NC lawyers groups’ silence on rulings in Griffin voter case is cowardly | Opinion
I’m still flummoxed by the North Carolina Supreme Court ruling, two weeks ago, in the Jefferson Griffin case. I’ve been studying appellate decisions for 50 years. I’ve never seen such overt and unembarrassed lawlessness. The Republican-majority determination didn’t even try to explain the bold contradictions of its dishonesty. No attempt, or even façade, of lawyering was proffered. The usurping judges sounded more like Lewis Carroll’s Queen of Hearts than interpreters of the Constitution. One hopes the 4th U.S. Circuit Court of Appeals rides to the rescue.
Ironically, for such a blatantly political ruling, justices Paul Newby, Philip Berger, Jr, Tamara Barringer and Trey Allen have opened themselves broadly to their own defeat at the polls. Even a modestly articulate and funded Democratic challenger should be able to lay waste to them on the embrace of Griffin alone. And the courageous dissenting stance of Justice Richard Dietz, I fear, will likely show that no room remains in the Republican Party for such demonstrably ethical behavior.

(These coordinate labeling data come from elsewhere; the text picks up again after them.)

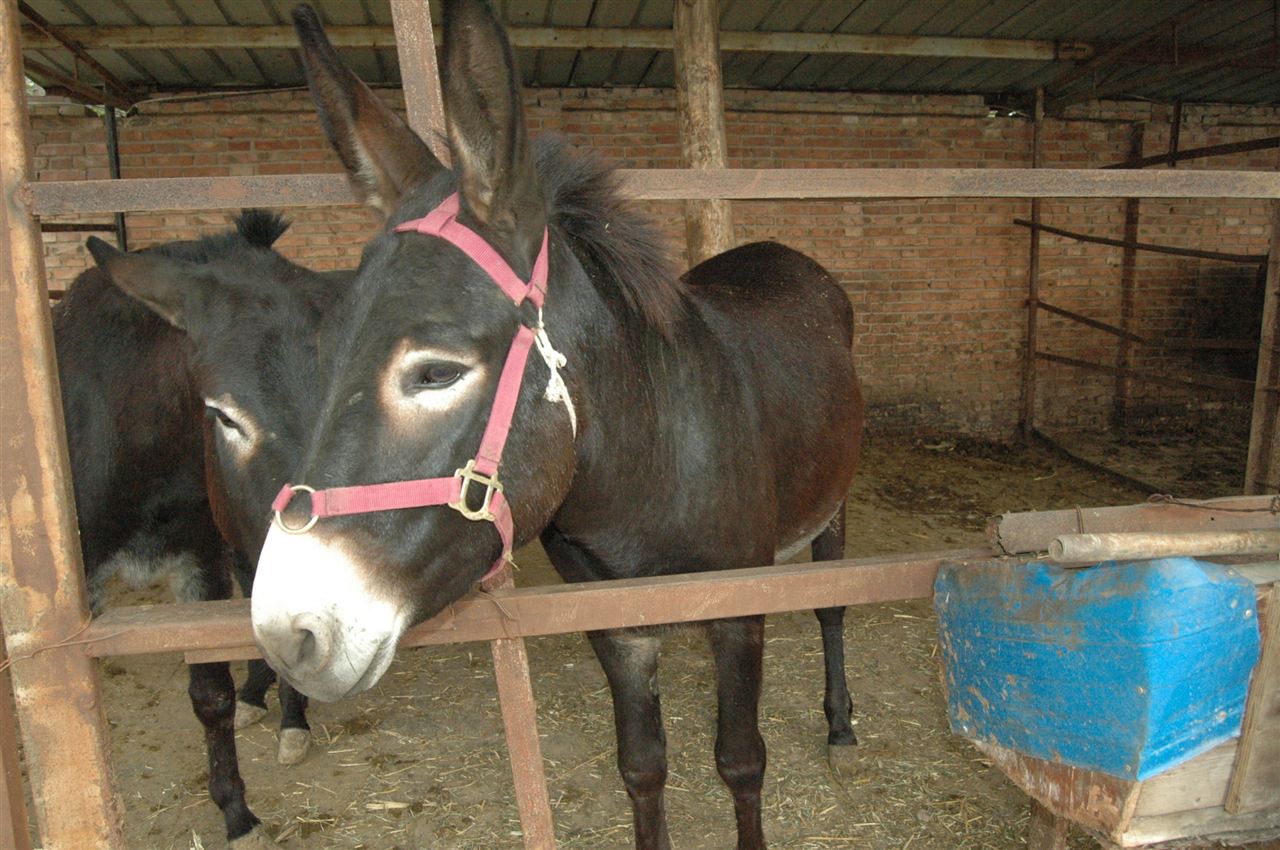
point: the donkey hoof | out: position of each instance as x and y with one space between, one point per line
255 839
295 745
844 759
247 714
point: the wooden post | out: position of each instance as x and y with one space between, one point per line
13 803
1258 470
1257 766
1046 830
420 77
41 579
1128 293
700 106
1028 424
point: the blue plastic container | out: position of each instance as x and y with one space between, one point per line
1127 668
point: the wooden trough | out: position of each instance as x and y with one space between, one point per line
1229 794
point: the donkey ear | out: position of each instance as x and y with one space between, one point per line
492 152
383 156
164 284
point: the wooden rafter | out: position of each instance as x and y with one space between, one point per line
77 50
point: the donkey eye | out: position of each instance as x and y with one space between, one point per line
434 375
224 420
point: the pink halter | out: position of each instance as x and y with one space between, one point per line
483 469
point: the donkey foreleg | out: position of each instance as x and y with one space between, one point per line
630 662
213 698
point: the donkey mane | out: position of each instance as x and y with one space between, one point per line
254 228
584 202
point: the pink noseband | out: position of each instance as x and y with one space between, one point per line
483 469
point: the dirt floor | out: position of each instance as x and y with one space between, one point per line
420 762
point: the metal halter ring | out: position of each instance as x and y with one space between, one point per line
310 524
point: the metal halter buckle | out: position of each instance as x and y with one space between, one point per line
304 529
492 485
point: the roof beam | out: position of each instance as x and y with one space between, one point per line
42 26
51 77
574 39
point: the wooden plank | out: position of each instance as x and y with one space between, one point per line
138 195
1266 406
1096 800
520 720
223 627
1032 531
700 112
1198 784
1046 831
126 37
41 579
14 833
1256 781
1215 823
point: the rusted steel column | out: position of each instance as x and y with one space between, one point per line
1028 417
1260 470
1123 385
520 720
420 77
13 803
700 108
41 577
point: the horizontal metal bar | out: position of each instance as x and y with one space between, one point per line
1189 343
574 39
1253 259
1217 384
220 630
1029 531
1143 545
1198 152
672 184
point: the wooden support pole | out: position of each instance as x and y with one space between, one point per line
41 579
415 46
1028 417
700 106
1046 831
13 803
1260 473
1123 385
1257 767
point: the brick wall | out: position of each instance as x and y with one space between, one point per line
937 286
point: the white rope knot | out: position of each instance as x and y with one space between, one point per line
556 389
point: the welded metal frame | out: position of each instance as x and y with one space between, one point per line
42 603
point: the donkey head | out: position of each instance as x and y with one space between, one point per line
251 316
414 369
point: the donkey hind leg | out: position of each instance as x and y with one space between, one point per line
837 704
630 662
739 648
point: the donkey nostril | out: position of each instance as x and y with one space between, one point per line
311 643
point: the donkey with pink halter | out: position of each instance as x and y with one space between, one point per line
677 424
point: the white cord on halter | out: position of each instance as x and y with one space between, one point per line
556 388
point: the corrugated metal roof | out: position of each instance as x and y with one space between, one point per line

Another ethical lapse has, by now, become difficult to ignore — the cold and cowardly silence of the organized bar, the North Carolina Bar Association and the (regulatory) North Carolina State Bar. There has been much talk on my home campus of the absence of UNC Chapel Hill Chancellor Lee Roberts and UNC system President Peter Hans from the massive “Call for Constructive Engagement” petition signed by “the leaders” of America’s colleges and universities — objecting to the “political interference now endangering American higher education.” But no one expects they will bite the Republican hand that feeds them. The legal profession is supposed to be different.
In 2023, News & Observer opinion writer Ned Barnett wrote an important piece noting that “North Carolina courts have become politicized at the behest of the Republican-controlled legislature and with the the passive or overt cooperation of Republican judges and justices.” What was “striking” to Barnett was “the legal community’s lack of protest.” The North Carolina Bar Association, law school deans and leaders of prominent law firms — the organized bar, he concluded, “have been largely silent.” In the intervening year and a half, things have markedly worsened, including now, the brazen and unlawful attempt to steal a Supreme Court election. Still, mum’s the word.
Mr. Barnett objected that “lawyers take an oath to support, maintain and defend the state and federal constitutions,” and that wasn’t happening. But there’s more. The preamble to the American Bar Association (ABA) Model Rules of Professional Conduct outlines lawyers’ obligations as “public citizens.” Such responsibilities arise because “legal institutions in a constitutional democracy depend on popular participation and support to maintain their authority.”
Conservative jurist Michael Luttig, co-chair of the ABA Task Force for American Democracy, has argued, more pointedly, that American democracy and the rule of law are in peril and lawyers are “uniquely responsible and obligated to stand up” for them.
Barnett conceded that silence from the legal community is “understandable.” Lawyers are “loath to get on the wrong side of judges. And law professors and deans at public universities worry their objections could lead to budget cuts.” And well they could.
But history can also be telling. It’s hard to resist comparing the N.C. Bar Association’s passionate statements in 1954 and 1955 condemning the U.S. Supreme Court’s ruling in Brown v. Board of Education. John Hall, president of the NC Bar, boasted in his inaugural address that “our state will never abandon segregation; the mixing of the races cannot be accomplished.” Vice-President Horace Stacey demanded that Tar Heels “protect their racial integrity and maintain their separate schools.” Their speeches were published on the front pages of the state’s bar journal and distributed across Carolina.
North Carolina lawyers have been moved, in the past, to speak up to wound constitutional democracy. Maybe now they could speak out to support it.